Teleport's logging features also take effect in a far less invasive mode. If you "only" want an audit trail, Teleport can log all the traffic from SSH sessions. In terms of accountability, some certifications now go so far as to require more than just individual accounts for individual users; they also want to have proof of who executed what commands on a system and at what time.

For the principle to work, of course, it is important to have the Teleport proxies operated by different people from the target systems, because bad guys could otherwise easily bypass the self-installed protection mechanisms. However, given this clear demarcation of responsibilities, Teleport is ideally suited to meet the comprehensive audit requirements of various certifications.

If you intend to use Teleport in this way in Europe, you should be aware of the need to comply with data protection requirements under labor law. This is a little easier if you do not log and monitor the communication content and instead restrict it to allowed hosts. This process also works with eBPF. If the filter notices that packets are designated for an IP that has not been cleared, it automatically interrupts the connection on an application-specific basis (Figure 5).

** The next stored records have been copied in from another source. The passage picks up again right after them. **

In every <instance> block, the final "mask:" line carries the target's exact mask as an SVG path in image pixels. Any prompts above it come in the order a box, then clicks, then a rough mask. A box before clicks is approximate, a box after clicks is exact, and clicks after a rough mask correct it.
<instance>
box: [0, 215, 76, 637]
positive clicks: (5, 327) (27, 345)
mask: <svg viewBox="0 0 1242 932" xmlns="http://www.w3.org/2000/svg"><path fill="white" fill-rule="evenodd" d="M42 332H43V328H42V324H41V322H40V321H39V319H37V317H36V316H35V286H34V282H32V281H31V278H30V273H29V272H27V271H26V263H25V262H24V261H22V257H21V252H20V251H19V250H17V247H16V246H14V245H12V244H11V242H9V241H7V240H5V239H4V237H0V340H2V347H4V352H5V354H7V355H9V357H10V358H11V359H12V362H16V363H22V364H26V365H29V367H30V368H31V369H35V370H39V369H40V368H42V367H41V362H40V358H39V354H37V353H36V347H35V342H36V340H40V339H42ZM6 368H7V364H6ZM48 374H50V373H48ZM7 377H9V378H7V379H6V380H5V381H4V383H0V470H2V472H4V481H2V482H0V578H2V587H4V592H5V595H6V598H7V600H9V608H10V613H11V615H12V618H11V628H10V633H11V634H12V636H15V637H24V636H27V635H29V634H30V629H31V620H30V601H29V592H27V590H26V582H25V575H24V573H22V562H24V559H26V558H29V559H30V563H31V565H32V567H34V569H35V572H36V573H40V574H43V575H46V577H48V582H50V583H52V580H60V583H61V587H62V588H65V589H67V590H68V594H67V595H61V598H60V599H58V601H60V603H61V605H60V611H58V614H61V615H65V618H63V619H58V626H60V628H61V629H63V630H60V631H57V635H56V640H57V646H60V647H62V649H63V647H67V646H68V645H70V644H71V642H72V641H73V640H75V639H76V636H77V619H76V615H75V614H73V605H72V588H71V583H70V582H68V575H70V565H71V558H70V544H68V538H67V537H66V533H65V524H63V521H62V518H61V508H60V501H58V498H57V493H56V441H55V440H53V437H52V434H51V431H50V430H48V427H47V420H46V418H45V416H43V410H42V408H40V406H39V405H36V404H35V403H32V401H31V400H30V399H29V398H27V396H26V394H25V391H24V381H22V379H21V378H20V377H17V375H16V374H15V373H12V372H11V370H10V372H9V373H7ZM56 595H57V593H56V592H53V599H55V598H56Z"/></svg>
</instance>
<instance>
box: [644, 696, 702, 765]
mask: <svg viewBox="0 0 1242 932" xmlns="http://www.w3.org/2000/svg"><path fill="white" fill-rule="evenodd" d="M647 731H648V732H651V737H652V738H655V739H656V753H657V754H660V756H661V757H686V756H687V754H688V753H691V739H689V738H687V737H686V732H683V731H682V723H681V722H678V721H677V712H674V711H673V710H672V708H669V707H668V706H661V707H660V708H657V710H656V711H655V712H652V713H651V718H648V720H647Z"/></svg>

Figure 5: eBPF sample code used like this in Teleport takes down a connection if it sees data migrating to undesirable IP networks (denylist). © Teleport

Kubernetes? No problem!

The benefits of Teleport described so far are primarily under the hood, but Teleport also offers many more visible features. The most prominent of these is undoubtedly Teleport's ability to act as a tunnel agent not only for SSH, but also for a variety of other protocols. It's true that SSH was the nucleus, and the Teleport documentation clearly states in many places that Teleport is an SSH server at its core. In the meantime, however, the solution has grown to see itself more as a kind of mediator between the worlds, as a few examples will illustrate.

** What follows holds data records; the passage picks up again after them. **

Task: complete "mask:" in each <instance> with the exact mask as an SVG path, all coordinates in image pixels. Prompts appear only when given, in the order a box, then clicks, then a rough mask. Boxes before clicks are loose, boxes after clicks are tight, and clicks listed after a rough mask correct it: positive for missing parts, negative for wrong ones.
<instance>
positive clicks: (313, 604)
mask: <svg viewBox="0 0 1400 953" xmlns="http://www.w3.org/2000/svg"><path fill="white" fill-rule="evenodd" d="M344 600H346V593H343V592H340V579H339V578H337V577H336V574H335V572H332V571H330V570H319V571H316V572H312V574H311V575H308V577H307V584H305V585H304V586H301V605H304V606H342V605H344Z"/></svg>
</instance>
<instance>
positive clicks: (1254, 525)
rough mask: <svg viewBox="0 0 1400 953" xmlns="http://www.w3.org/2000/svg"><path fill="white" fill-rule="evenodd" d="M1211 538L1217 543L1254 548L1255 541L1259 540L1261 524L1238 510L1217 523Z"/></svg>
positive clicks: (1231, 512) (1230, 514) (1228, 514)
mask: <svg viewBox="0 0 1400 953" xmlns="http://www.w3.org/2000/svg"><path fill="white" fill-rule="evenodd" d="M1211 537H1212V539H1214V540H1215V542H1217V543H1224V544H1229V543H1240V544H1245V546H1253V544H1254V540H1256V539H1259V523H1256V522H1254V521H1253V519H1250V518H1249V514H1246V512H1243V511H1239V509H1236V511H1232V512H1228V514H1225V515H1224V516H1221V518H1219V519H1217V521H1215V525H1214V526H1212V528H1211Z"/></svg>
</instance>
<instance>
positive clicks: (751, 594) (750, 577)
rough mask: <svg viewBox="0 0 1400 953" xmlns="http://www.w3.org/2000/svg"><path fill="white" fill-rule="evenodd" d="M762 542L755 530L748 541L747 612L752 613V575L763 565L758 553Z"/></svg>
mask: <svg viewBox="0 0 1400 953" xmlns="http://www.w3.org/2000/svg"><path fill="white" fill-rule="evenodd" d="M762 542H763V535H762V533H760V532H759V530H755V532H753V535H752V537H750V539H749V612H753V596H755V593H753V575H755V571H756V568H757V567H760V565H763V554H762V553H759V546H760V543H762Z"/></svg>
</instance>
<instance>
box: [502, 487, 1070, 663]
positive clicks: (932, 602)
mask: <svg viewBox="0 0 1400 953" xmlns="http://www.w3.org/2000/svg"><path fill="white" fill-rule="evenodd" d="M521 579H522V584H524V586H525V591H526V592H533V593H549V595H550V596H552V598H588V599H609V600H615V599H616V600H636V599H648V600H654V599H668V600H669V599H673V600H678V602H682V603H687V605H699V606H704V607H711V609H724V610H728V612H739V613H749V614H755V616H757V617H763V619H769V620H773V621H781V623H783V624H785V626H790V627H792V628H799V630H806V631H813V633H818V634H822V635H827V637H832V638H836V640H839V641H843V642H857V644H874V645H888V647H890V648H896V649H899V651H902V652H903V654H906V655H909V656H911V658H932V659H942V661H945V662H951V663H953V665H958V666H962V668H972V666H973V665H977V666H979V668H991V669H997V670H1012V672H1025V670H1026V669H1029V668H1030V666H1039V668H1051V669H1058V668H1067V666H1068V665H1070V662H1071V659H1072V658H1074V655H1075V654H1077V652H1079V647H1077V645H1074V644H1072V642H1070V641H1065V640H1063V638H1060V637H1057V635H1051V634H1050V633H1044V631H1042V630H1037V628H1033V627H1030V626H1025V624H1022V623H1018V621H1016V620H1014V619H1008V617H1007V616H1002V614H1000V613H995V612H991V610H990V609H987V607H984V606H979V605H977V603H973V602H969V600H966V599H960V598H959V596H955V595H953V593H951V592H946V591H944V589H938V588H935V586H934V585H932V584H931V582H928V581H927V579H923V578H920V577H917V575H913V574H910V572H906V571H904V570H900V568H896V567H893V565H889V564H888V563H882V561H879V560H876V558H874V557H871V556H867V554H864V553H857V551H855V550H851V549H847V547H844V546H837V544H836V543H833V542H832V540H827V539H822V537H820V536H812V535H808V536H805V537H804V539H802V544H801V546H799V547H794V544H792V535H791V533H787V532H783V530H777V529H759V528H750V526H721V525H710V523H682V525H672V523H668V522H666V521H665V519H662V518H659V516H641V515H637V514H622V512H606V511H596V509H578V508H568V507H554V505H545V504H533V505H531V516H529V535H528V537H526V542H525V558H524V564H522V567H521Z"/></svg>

In addition to the SSH protocol, the Teleport proxy supports the API of the Kubernetes cluster fleet manager. After a user's initial login against the Teleport proxy (tsh login), tsh builds the user's environment variables so that any requests to, say, Kubernetes or PostgreSQL are automatically redirected through the proxy server to the target system. On the system where the admin runs ssh user@host to access their target system after logging in to the Teleport shell, commands for connecting to PostgreSQL could subsequently be executed with kubectl or psql. Teleport is even available for remote desktop protocol (RDP)-based access to desktop systems (Figure 6).

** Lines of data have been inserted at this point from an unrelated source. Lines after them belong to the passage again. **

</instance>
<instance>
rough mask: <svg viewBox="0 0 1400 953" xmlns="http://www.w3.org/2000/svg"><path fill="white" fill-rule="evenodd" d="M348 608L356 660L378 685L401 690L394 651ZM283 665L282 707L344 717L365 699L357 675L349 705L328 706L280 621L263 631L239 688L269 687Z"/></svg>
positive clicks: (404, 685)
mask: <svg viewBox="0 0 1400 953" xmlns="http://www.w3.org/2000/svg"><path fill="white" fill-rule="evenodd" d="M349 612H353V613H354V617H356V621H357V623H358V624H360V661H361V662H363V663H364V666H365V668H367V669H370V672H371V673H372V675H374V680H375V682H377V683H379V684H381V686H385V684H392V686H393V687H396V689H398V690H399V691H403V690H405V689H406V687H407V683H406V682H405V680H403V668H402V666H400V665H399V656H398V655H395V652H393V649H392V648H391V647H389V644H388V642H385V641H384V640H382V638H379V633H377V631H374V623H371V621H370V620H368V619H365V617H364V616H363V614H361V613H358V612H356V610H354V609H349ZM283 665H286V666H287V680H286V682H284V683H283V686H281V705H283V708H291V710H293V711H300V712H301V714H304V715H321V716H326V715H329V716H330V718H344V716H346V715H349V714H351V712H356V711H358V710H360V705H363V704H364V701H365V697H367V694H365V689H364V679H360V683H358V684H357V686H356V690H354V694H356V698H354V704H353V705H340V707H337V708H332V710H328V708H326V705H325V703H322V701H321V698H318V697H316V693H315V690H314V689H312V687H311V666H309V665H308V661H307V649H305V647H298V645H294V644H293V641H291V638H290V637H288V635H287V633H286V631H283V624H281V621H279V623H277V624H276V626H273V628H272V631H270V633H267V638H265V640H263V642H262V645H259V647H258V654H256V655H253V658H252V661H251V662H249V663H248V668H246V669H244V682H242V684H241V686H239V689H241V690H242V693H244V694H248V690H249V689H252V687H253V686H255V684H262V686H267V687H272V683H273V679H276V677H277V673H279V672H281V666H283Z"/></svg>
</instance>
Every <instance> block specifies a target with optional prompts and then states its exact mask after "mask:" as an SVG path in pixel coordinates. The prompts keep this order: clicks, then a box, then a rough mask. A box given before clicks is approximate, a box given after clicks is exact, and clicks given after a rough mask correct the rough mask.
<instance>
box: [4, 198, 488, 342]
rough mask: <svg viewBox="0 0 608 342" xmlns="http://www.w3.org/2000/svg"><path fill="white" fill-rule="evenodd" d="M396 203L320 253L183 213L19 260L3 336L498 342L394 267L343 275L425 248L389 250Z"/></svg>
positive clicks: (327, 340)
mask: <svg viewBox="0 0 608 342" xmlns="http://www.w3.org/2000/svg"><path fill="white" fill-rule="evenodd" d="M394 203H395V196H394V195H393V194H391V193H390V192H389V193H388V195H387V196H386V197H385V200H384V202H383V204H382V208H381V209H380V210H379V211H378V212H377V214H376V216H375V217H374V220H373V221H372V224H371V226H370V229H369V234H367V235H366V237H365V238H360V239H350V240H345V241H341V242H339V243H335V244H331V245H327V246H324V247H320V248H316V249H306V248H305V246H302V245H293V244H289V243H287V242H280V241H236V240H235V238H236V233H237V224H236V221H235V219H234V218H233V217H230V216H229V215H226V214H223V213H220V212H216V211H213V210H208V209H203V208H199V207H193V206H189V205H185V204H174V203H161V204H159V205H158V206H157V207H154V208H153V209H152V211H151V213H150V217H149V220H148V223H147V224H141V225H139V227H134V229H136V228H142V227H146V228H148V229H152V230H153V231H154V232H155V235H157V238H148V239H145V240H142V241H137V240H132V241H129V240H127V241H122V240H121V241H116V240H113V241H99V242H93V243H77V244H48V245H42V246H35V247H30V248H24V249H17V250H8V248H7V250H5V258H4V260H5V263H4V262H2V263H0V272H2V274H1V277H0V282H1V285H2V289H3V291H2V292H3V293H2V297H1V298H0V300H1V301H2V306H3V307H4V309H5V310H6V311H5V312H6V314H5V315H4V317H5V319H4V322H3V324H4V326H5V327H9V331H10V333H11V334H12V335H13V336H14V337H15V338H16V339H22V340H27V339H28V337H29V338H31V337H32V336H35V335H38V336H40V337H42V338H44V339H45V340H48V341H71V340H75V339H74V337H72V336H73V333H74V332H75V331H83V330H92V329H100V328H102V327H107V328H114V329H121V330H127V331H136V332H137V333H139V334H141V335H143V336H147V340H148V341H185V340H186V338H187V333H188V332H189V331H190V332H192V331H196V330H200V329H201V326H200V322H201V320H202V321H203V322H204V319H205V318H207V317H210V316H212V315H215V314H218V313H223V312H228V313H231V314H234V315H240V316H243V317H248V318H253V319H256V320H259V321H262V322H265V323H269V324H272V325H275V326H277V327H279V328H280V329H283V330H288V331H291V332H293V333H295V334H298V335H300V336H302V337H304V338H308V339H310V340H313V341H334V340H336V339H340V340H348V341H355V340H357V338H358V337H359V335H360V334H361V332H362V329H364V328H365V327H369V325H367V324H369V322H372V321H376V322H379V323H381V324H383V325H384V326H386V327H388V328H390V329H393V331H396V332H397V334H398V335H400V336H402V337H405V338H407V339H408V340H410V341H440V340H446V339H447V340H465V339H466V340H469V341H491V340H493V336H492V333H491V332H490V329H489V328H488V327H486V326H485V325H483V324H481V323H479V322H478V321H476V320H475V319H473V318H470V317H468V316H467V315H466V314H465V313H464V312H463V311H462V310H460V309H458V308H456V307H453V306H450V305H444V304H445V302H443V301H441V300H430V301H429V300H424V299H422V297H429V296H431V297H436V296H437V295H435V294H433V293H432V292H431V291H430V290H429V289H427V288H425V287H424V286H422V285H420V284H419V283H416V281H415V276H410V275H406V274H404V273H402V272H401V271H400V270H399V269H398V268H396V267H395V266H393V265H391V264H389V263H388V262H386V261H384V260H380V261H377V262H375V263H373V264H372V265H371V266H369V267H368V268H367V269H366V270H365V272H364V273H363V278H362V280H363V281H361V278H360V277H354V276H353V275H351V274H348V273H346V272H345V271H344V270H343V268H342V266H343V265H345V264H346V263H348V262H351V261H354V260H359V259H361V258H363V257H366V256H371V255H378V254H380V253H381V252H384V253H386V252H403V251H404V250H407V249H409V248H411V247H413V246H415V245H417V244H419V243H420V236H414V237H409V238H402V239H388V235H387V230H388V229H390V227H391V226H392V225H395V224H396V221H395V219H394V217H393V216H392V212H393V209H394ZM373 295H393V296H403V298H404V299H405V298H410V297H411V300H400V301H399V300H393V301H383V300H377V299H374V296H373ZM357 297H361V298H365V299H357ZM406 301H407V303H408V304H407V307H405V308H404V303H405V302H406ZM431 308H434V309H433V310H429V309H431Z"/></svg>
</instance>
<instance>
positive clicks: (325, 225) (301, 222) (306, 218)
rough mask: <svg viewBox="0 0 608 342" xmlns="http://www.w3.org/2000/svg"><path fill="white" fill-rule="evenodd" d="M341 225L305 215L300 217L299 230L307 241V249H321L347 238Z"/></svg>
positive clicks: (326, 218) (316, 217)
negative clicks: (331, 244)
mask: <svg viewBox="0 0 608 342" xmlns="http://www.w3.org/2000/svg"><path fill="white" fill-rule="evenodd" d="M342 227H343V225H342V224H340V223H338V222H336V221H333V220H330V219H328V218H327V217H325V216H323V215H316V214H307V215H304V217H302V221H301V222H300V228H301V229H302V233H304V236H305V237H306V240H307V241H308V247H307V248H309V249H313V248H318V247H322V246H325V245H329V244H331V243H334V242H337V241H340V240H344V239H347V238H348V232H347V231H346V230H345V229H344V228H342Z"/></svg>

Figure 6: Teleport enables authenticated access to virtual machines in the cloud if combined with Azure Active Directory or Azure Active Directory Domain Services. © Teleport

From the user's point of view, this diversity further increases the convenience of using the solution: Where you previously had to worry about correctly setting up authentication for each individual application, Teleport simply takes this work off your hands. Anyone who has tried to manage the credentials for accessing a MySQL database in a meaningful way will eventually bundle their .myrc off into Ansible or some other software provisioning, configuration management, or application deployment tool and be annoyed about having to do so. However, this setup is anything but dynamic and requires regular adjustments if access credentials change.

By configuring the database to accept user certificates from the Teleport CA, issuing passwords is practically a thing of the past and is very likely to please compliance officers, too.